DI ALESSANDRA COLLA
alessandracola.net
Ebola non c’è neanche bisogno di spiegare cos’è perché ormai lo sappiamo — ahinoi — tutti.
Excalibur è il nome del cane di Teresa, l’infermiera spagnola contagiata da Ebola, ucciso ieri.
“Animalari” è il termine dispregiativo con cui i non-animalari designano abitualmente noi animalisti/antispecisti [A/As] (e si qualificano da soli: a suo tempo Lenin ha fatto riflessioni interessanti sull’uso dell’insulto in politica).
Così, all’indomani del contestatissimo abbattimento del povero Excalibur, reo soltanto di essere il cane di un’umana che — pare per sua leggerezza — si è beccata il virus Ebola, ecco che sul web e sui media fioriscono i soliti commenti: “preferiscono salvare un cane che una persona”, “fosse per loro dovremmo morire tutti”, “quante storie per un animale” eccetera eccetera, secondo un repertorio tristo e trito che conosciamo ormai a memoria.
A parte certe posizioni personali, che impegnano soltanto chi le esprime (come me, per esempio, prontissima a dichiarare senza alcuna difficoltà che non riconosco la superiorità assoluta di qualsiasi vita umana su qualsiasi vita non-umana, e che fra certi esseri umani e un qualunque vivente non-umano preferisco quest’ultimo) — a parte queste posizioni meravigliosamente scandalose, dunque, resta l’abisso della profonda incomprensione di ciò che si è consumato ieri, e che i non-animalari liquidano con qualche battutina e il sorrisetto-di-superiorità d’ordinanza.

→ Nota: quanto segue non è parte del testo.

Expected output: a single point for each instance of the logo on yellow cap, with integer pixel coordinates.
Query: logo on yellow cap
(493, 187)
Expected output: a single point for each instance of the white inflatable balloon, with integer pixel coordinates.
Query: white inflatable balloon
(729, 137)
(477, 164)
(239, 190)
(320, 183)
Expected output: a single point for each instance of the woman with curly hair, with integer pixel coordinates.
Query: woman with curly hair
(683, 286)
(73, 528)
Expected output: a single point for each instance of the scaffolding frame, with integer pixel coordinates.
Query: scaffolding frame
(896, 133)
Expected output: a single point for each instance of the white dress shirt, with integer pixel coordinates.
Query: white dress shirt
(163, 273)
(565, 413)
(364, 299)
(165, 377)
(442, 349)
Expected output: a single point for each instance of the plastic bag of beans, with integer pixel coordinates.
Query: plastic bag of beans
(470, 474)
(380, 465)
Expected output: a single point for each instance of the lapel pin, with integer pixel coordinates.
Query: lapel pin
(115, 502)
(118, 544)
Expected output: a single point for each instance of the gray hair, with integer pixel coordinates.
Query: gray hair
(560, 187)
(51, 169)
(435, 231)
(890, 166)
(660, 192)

Quello che noi A/As contestiamo è che si sia deciso di abbattere Excalibur a prescindere; ovvero senza aspettare di tenerlo in osservazione ed effettuare una qualche indagine conoscitiva per verificare il suo effettivo stato di salute e trarre utili indicazioni, pragmaticamente parlando (come sottolinea Juanjo Villalba), sulle modalità di contagio dell’Ebola, le possibilità di cura e la risposta di un organismo animale al virus — è chiaro che il concetto che non siamo topi di 70 chili, come diceva il tossicologo Hartung, è ben lungi dall’essere essere un dato acquisito; ovvero senza riservargli le attenzioni e le cure che si riservano abitualmente ai viventi umani, come se Excalibur non fosse (stato) un essere senziente, con la capacità di provare gioia, piacere, dolore, angoscia. Figuriamoci. Poiché c’era un sospetto di contagio, raus, kaputt, senza se e senza ma. Eppure la possibilità di mettere Excalbur in quarantena c’era, dice Amanda Romero (Igualdad Animal) nell’intervista linkata più sopra: il fatto che si sia preferito percorrere la via più breve denuncia inequivocabilmente la totale incuria nei confronti degli animali ben radicata in Spagna, come lamenta Romero: ma purtroppo presente ovunque nel mondo, aggiungo io. Un mondo psicotico in cui l’assoluta, cieca e abnorme centralità dell’individuo umano viene ribadita con arroganza paranoica da religiosi e da laici, da persone colte e dall’uomo della strada, dai media e dalla moda, in ossequio a un condizionamento culturale plurimillenario che sta precipitando il pianeta nel baratro: e se prima “c’era tempo”, adesso il tempo sta finendo. Non capirlo è criminale. O è stupido. O entrambe le cose.
Adesso però vorrei sapere quand’è che ammazzeranno il marito di Teresa e tutte le altre persone sospettate di essere entrate in contatto con lei: prevenire è meglio che reprimere, lo sanno tutti e soprattutto gli Usa, che nel dubbio se un paese ospiti dei terroristi oppure no decidono di raderlo al suolo subito così ci leviamo il pensiero. E se invece erano tutti innocenti e/o incapaci di difendersi pazienza: ci siamo portati avanti.
Meditatela, l’analogia: perché non è peregrina.